The film was shot on the Brittany peninsula and in the city of Nantes in France.[3]
On review aggregator website Rotten Tomatoes, 90% of 69 reviews are positive, with an average rating of 6.7/10. The site's critics' consensus reads: "The main character may be hard to like, but Anaïs in Love offers a well-acted and breezily humorous take on its admittedly well-worn themes."[4] On Metacritic, the film has a weighted average score of 73 out of 100, based on 18 critics, indicating "generally favorable reviews".[5]

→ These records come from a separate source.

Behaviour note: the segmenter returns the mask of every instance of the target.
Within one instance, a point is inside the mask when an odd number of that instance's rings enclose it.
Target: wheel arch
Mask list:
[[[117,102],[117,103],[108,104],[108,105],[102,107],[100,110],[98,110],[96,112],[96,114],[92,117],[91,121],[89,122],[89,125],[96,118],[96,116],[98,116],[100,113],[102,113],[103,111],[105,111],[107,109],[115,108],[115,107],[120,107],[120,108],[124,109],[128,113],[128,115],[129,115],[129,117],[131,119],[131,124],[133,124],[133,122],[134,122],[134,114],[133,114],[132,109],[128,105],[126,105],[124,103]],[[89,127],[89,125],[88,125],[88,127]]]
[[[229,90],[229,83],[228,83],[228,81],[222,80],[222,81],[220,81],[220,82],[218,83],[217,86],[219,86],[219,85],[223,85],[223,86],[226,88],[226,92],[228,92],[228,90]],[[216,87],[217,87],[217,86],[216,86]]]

The film was a New York Times Critic's Pick. Manohla Dargis wrote that the movie seems straightforward, looking "clear and bright", and moving "as briskly as its protagonist, with the editing and lively music doing more conspicuous work than the discreet cinematography."[6] In a review for The Wrap, Katie Walsh wrote the style is as breathless and entertaining as the film's protagonist."[7] In a positive review for Indiewire David Ehrlich wrote "If anything, Bourgeois-Tacquet's debut comes off as a deliberate effort to wrench a proud Gallic tradition—manically effervescent movies about motor-mouthed young neurotics—away from the foreign cineastes who've co-opted it for the 21st century, and return it to home soil where it might reconnect with its roots."[8]